Last week, I was doing a bit of reading around on some axiom of regularity(/foundation)-related questions, and found an answer in one of them (which I cannot seem to locate, for the life of me, right now) which stated that, although it was a fairly technical result, one could show, in ZF-reg, that $P(A) \in A$ is possible.
Well, that sort of made my brain fizz a little, and so I've been thinking about it for the past few days, but cannot find any documentation relating to the result. If anyone could send me in the right direction, or provide an example or outline of such, it would be much appreciated!
No, it most certainly does not imply that $\mathcal P(A)\in A$. Simply because $\mathcal P(\varnothing)\notin\varnothing$.
Moreover, you get an entire model of $\sf ZF$ inside any model of $\sf ZF-Reg$. So there will be plenty of sets which do not have $\mathcal P(A)$ as their element.

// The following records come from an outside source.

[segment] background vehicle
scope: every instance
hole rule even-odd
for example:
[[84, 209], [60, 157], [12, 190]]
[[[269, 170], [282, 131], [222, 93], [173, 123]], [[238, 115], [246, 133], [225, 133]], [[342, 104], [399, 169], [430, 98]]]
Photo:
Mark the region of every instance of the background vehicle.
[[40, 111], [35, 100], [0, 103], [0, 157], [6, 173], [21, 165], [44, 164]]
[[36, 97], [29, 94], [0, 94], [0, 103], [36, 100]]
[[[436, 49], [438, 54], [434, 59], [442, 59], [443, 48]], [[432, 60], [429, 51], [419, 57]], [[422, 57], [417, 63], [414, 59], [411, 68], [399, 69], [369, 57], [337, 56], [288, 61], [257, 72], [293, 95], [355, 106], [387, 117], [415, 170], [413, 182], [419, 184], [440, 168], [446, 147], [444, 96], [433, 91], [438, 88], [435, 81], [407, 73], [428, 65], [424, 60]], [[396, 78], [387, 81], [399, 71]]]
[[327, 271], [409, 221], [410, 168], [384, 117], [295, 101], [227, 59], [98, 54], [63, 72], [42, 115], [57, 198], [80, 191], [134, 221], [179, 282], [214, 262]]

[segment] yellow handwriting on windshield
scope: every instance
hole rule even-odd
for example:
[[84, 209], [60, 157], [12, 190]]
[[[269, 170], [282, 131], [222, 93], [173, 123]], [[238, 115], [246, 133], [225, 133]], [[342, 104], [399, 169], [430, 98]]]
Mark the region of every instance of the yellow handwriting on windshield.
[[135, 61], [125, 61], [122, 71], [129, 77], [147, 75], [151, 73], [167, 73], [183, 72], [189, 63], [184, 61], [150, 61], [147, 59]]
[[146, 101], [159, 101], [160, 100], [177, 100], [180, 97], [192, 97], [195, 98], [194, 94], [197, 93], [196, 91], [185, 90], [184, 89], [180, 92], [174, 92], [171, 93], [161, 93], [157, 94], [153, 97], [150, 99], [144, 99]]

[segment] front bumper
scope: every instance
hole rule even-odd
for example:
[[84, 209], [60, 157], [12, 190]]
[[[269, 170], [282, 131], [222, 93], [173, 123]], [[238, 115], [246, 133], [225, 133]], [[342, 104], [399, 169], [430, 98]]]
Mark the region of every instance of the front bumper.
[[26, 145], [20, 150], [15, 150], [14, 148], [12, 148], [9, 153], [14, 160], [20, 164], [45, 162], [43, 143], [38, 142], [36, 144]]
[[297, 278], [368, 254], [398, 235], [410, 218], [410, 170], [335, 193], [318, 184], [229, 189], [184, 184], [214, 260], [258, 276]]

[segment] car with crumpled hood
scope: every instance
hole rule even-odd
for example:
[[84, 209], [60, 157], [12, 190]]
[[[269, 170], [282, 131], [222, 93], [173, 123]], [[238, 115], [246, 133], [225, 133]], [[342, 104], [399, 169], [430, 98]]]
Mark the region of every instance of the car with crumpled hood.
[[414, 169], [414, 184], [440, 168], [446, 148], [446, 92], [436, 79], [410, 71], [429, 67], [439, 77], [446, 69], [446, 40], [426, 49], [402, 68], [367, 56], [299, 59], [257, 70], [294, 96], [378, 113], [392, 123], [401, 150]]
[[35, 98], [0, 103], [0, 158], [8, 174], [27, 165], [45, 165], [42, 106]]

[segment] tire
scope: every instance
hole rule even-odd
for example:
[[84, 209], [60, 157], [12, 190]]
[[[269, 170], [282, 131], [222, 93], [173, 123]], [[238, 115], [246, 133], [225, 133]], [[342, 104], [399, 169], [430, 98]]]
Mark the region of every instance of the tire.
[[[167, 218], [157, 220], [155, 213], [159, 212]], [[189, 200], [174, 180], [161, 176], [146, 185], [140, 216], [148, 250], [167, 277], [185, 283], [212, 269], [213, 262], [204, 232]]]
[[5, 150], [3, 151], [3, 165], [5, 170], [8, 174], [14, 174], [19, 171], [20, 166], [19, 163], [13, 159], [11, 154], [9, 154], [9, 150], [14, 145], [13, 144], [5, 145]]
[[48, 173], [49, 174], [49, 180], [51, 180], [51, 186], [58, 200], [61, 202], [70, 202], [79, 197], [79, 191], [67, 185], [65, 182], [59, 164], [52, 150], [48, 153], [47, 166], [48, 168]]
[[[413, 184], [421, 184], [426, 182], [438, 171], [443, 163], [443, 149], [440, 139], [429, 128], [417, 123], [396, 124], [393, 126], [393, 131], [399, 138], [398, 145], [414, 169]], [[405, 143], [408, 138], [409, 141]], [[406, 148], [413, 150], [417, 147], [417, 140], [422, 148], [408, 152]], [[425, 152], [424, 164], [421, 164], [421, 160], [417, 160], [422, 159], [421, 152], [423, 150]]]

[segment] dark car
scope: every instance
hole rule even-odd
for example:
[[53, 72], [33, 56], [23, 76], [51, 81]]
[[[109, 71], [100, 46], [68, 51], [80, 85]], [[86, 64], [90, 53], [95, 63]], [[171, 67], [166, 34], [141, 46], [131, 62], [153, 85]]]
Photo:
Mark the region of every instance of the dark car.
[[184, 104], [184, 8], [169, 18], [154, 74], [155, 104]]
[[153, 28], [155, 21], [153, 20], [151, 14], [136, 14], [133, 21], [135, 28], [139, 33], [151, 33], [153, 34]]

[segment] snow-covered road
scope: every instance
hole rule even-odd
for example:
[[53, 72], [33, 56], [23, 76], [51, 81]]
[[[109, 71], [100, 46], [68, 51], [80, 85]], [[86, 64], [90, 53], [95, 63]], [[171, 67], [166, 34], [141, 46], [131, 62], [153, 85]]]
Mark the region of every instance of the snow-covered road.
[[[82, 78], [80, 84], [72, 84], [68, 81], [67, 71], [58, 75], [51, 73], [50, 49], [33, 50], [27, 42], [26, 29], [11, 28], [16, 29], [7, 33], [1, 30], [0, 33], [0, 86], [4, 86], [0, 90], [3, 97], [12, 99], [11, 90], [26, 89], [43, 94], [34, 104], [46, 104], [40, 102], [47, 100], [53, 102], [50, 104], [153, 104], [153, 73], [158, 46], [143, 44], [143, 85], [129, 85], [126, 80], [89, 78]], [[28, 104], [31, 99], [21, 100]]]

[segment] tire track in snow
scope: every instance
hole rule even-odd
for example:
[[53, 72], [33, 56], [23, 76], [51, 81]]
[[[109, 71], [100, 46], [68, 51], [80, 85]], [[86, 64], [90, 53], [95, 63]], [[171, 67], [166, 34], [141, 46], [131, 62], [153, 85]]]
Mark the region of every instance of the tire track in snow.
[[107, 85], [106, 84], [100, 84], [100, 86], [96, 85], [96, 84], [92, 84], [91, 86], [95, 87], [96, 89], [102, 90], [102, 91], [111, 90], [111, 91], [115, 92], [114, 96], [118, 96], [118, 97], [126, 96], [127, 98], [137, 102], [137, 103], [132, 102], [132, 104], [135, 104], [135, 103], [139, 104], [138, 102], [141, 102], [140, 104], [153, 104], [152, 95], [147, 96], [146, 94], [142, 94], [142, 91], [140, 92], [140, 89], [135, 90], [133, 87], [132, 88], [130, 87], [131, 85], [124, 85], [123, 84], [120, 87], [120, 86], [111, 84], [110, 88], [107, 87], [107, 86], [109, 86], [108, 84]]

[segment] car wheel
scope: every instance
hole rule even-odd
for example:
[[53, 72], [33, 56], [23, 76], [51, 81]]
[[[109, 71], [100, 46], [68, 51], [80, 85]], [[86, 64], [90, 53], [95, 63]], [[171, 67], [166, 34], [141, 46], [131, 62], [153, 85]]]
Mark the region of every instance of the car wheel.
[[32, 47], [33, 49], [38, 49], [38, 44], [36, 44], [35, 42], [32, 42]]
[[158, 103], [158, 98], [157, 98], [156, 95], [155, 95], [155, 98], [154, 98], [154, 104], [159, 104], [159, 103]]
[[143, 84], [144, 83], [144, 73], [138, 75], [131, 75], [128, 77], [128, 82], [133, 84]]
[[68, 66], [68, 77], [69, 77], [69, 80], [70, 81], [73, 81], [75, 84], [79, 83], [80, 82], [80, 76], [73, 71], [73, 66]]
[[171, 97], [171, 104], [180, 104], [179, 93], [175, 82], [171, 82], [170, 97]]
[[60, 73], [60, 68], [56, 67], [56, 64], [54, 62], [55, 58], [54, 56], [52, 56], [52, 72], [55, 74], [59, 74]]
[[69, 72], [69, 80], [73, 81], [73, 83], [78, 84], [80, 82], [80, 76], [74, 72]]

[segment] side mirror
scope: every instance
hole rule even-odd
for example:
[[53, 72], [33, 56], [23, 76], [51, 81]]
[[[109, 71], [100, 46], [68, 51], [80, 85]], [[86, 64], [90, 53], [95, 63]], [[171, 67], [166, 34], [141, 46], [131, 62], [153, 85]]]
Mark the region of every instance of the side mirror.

But it is consistent. The easiest way would be to take one of the "Anti Foundations Axioms" which assert that the failure of regularity (known as foundations as well) is extensive. How extensive? For example, "Every possible graph is realized". Then you only need to show that you can draw a graph of a set and its power set, such that the power set is an element of the set.
You can do it directly using permutation models. I cannot give a reference, since I learned it in class a few years ago, and the notes are in Hebrew, but one of the exercises was to show that it is consistent to have $\mathcal P(A)\in A$. If my memory serves me right, $A$ had three elements.